A diplomacia brasileira usou vários chapéus na 6ª Conferência Ministerial da OMC, em Hong Kong. Contribuiu, com esse jogo múltiplo, para um inadiável empurrão na Rodada Doha de negociações comerciais. O sucesso do chanceler Celso Amorim pode ser avaliado pela irritação que provocou em Peter Mandelson. Mas o uso de múltiplos chapéus pode levar à perda de foco. Um dos chapéus mais notáveis, nessa etapa, foi o da parceria com os negociadores americanos. Atuaram juntos ao cobrar um prazo para a extinção dos subsídios europeus à exportação agrícola. A diplomacia européia rebateu a bola, exigindo de americanos, canadenses, australianos e neozelandeses o fim dos subsídios comerciais embutidos no crédito, no seguro, nas operações de estatais e na ajuda alimentar aos países pobres.

Os negociadores brasileiros buscaram também essas mudanças e não precisaram fazer coro com os europeus. Isso foi possível porque a escolha mais importante, nessa disputa, era entre o jogo ofensivo e o defensivo. O ofensivo era o dos americanos. A estratégia, prioridade para acesso a mercados, foi exposta pelo secretário de Agricultura dos Estados Unidos, Mike Johanns, a uma centena de líderes do agronegócio americano, em Hong Kong.

A explicação foi detalhada por Bob Stallman, presidente da American Farm Bureau Federation. A agricultura americana tem de crescer para fora, disse Stallman, porque a expansão da demanda ocorrerá no exterior. Ninguém chiou e não houve perguntas nem comentários sobre políticas protecionistas.

Vários segmentos do agronegócio americano - como o do açúcar - continuarão a cobrar proteção oficial. Mas a ênfase da política, insistiu Stallman, deve ser a luta pela abertura de mercados.

A atitude européia é muito mais defensiva. O empenho dos europeus em prolongar os subsídios à exportação até o último instante combina com a preferência pela retranca. Toda a conversa a respeito de "preocupações não comerciais" - cuidados com a paisagem, com o estilo de vida rural e até com os direitos dos animais - remete ao protecionismo.

O agronegócio brasileiro também deve concentrar o foco na abertura de mercados e, internamente, na acumulação de ganhos de eficiência e de qualidade. Ao contrário do agronegócio americano, poderá dispor de um mercado interno em expansão. Não será preciso, nem teria sentido, escolher um mercado ou outro. Os principais negociadores brasileiros sabem disso. Mas o Itamaraty acabou usando mais um chapéu e assumiu também o papel de paladino dos ineficientes.

A diplomacia brasileira acabou admitindo, além da categoria de "produtos sensíveis", defendida principalmente pelos europeus, uma classe de "produtos especiais", proposta por economias em desenvolvimento, como a Índia.

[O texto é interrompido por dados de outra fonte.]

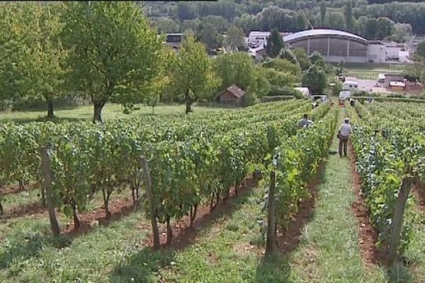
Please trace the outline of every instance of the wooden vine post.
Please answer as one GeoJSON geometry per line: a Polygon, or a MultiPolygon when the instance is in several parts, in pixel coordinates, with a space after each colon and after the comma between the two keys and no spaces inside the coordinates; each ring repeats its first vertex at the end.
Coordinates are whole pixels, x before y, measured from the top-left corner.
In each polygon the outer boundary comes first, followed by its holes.
{"type": "Polygon", "coordinates": [[[59,223],[56,217],[56,212],[55,211],[55,201],[53,200],[53,194],[52,192],[52,171],[50,170],[50,158],[47,154],[47,150],[45,147],[42,147],[40,150],[41,154],[41,168],[43,173],[43,189],[45,192],[46,203],[47,204],[47,210],[49,212],[49,219],[50,220],[50,226],[53,236],[56,236],[60,233],[59,223]]]}
{"type": "Polygon", "coordinates": [[[270,172],[270,187],[268,189],[268,213],[267,216],[267,242],[266,256],[273,255],[276,250],[275,220],[275,171],[270,172]]]}
{"type": "Polygon", "coordinates": [[[414,177],[405,177],[402,181],[398,197],[395,203],[394,217],[392,219],[392,229],[388,245],[388,265],[392,266],[397,260],[397,250],[400,245],[402,230],[403,227],[403,219],[407,198],[410,193],[410,189],[414,182],[414,177]]]}
{"type": "Polygon", "coordinates": [[[143,180],[146,187],[146,195],[149,201],[149,211],[154,238],[154,250],[157,250],[159,248],[159,231],[158,231],[158,224],[157,224],[157,214],[155,213],[155,207],[154,206],[154,196],[147,160],[144,157],[141,157],[140,164],[143,171],[143,180]]]}

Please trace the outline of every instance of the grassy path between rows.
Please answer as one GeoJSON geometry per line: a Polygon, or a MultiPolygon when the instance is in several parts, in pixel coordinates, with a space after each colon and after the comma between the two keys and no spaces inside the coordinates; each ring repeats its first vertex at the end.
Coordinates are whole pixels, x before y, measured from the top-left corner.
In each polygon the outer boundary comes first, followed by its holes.
{"type": "MultiPolygon", "coordinates": [[[[344,113],[341,110],[339,121],[344,113]]],[[[338,151],[336,136],[330,149],[334,153],[338,151]]],[[[351,210],[356,200],[352,186],[348,158],[330,154],[318,188],[314,215],[305,227],[300,248],[292,255],[295,282],[386,282],[383,268],[368,269],[362,261],[358,224],[351,210]]]]}

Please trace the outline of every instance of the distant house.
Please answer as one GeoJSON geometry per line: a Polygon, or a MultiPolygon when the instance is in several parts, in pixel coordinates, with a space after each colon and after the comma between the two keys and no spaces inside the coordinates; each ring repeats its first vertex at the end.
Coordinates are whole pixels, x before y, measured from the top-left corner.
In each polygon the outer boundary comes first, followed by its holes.
{"type": "Polygon", "coordinates": [[[269,31],[251,31],[248,35],[248,45],[251,47],[266,46],[271,33],[269,31]]]}
{"type": "Polygon", "coordinates": [[[302,87],[296,87],[294,88],[295,91],[300,91],[301,93],[304,95],[306,98],[309,98],[310,97],[310,92],[308,88],[302,88],[302,87]]]}
{"type": "Polygon", "coordinates": [[[239,86],[232,85],[219,93],[215,99],[220,104],[241,107],[244,105],[246,93],[239,86]]]}
{"type": "Polygon", "coordinates": [[[165,44],[178,50],[183,41],[183,33],[167,33],[165,37],[165,44]]]}
{"type": "Polygon", "coordinates": [[[405,90],[406,84],[403,81],[390,81],[390,88],[393,91],[403,91],[405,90]]]}
{"type": "Polygon", "coordinates": [[[404,81],[404,77],[400,74],[385,74],[385,80],[384,81],[384,86],[389,88],[390,83],[392,81],[404,81]]]}

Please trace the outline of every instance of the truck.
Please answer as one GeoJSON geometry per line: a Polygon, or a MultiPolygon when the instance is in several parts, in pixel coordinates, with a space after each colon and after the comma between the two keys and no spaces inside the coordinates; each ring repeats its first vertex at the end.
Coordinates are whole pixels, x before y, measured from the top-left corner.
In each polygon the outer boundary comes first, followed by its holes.
{"type": "Polygon", "coordinates": [[[356,81],[346,81],[342,84],[343,91],[355,91],[358,89],[358,82],[356,81]]]}

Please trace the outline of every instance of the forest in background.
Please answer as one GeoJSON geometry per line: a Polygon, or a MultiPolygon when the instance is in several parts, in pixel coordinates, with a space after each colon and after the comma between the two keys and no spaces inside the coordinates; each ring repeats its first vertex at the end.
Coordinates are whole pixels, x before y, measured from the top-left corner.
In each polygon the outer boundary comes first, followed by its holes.
{"type": "Polygon", "coordinates": [[[212,26],[224,33],[234,25],[246,34],[273,28],[297,32],[312,26],[346,30],[368,40],[397,42],[425,34],[425,1],[222,0],[138,4],[161,33],[196,33],[211,30],[212,26]]]}

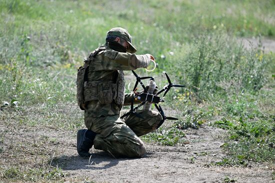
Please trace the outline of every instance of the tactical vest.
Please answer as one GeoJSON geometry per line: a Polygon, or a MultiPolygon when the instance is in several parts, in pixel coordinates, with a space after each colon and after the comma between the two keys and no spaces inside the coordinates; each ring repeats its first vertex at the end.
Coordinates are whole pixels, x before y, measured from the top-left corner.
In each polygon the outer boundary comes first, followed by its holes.
{"type": "Polygon", "coordinates": [[[99,47],[91,52],[84,60],[84,65],[78,70],[76,79],[78,104],[82,110],[86,109],[88,102],[98,100],[102,104],[114,102],[121,109],[124,102],[125,81],[124,73],[118,71],[116,81],[90,81],[87,80],[87,73],[90,64],[92,64],[96,54],[105,50],[104,47],[99,47]]]}

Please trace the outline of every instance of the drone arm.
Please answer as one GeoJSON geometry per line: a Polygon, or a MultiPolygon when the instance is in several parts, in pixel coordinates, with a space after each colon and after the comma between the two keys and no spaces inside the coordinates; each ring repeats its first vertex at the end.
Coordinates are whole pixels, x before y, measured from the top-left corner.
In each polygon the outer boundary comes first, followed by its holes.
{"type": "MultiPolygon", "coordinates": [[[[124,106],[128,106],[131,105],[132,98],[134,97],[135,94],[134,93],[130,94],[126,94],[124,97],[124,106]]],[[[134,100],[134,104],[138,104],[142,103],[142,101],[138,99],[136,100],[134,100]]]]}

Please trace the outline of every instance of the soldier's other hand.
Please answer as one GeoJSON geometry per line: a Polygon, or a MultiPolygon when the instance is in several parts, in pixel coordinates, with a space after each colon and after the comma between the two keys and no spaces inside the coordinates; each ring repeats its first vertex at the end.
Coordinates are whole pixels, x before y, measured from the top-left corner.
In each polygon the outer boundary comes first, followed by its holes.
{"type": "Polygon", "coordinates": [[[147,53],[147,54],[146,54],[146,55],[148,57],[149,57],[149,59],[150,60],[152,60],[154,61],[155,61],[154,57],[152,55],[151,55],[150,54],[147,53]]]}

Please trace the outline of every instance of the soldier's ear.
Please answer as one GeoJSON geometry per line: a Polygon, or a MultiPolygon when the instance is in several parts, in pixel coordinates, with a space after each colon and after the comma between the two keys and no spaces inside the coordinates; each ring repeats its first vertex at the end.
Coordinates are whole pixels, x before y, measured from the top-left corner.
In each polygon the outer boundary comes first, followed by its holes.
{"type": "Polygon", "coordinates": [[[120,43],[120,39],[118,37],[116,37],[116,39],[114,39],[114,41],[120,43]]]}

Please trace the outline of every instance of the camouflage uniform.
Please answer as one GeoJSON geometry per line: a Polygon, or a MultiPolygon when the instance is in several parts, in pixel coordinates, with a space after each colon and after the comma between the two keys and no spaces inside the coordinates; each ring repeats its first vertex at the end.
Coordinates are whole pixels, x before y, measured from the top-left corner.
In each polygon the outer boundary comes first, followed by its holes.
{"type": "Polygon", "coordinates": [[[140,157],[146,150],[138,137],[154,130],[161,115],[156,111],[138,110],[142,118],[134,114],[123,119],[120,116],[126,112],[120,111],[123,105],[130,103],[132,97],[124,95],[122,70],[142,67],[143,57],[112,50],[108,44],[100,47],[102,47],[106,50],[96,54],[88,69],[84,95],[90,101],[84,111],[85,125],[98,134],[94,141],[95,149],[114,156],[140,157]]]}

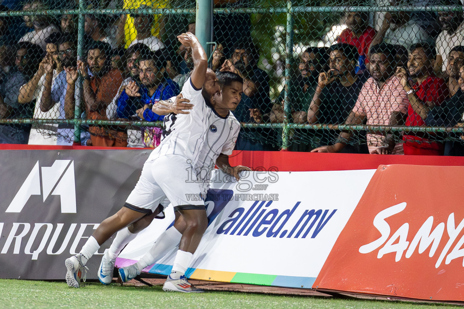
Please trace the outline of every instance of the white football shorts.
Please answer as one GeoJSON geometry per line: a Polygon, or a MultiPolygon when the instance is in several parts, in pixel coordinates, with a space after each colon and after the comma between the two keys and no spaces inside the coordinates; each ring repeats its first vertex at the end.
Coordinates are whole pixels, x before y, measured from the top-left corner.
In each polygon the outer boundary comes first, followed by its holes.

Conceitualmente, a lista de "produtos sensíveis" tem relação com a baixa competitividade de alguns setores. É o caso da produção de açúcar na Europa e nos Estados Unidos. É crucialmente importante, para o Brasil, negociar uma disciplina severa para essas listas.

No caso dos especiais, o objetivo proposto é a defesa de agricultores familiares, ineficientes e pobres. Não se trata de proteger produtos, mas produtores. A aplicação desse conceito leva a uma situação absurda.

A agricultura brasileira produz milho com eficiência e exporta esse milho em quantidades consideráveis, transformado em carnes de frango e de porco. Muitos desses produtores são pequenos proprietários com boa base tecnológica, assim como os bons plantadores de feijão.

No entanto, o Ministério do Desenvolvimento Agrário (MDA) defende a adoção de uma lista de produtos especiais, milho e feijão incluídos, para proteção do agricultor pequeno e pobre - pobre por ser ineficiente e não por ser pequeno.

Criada essa categoria de produtos, vários países em desenvolvimento, incluídos alguns emergentes e poderosos, poderão usá-la para jogadas protecionistas. Sem esse recurso, a China foi capaz de impor um jogo duro aos exportadores brasileiros de soja, no ano passado.

Se não tentar reduzir esse risco, a diplomacia brasileira, depois de um desempenho respeitável em algumas frentes, poderá acabar usando o pior de todos os chapéus: aquele cônico e alto, graças à interferência de um ministério dedicado ao atraso.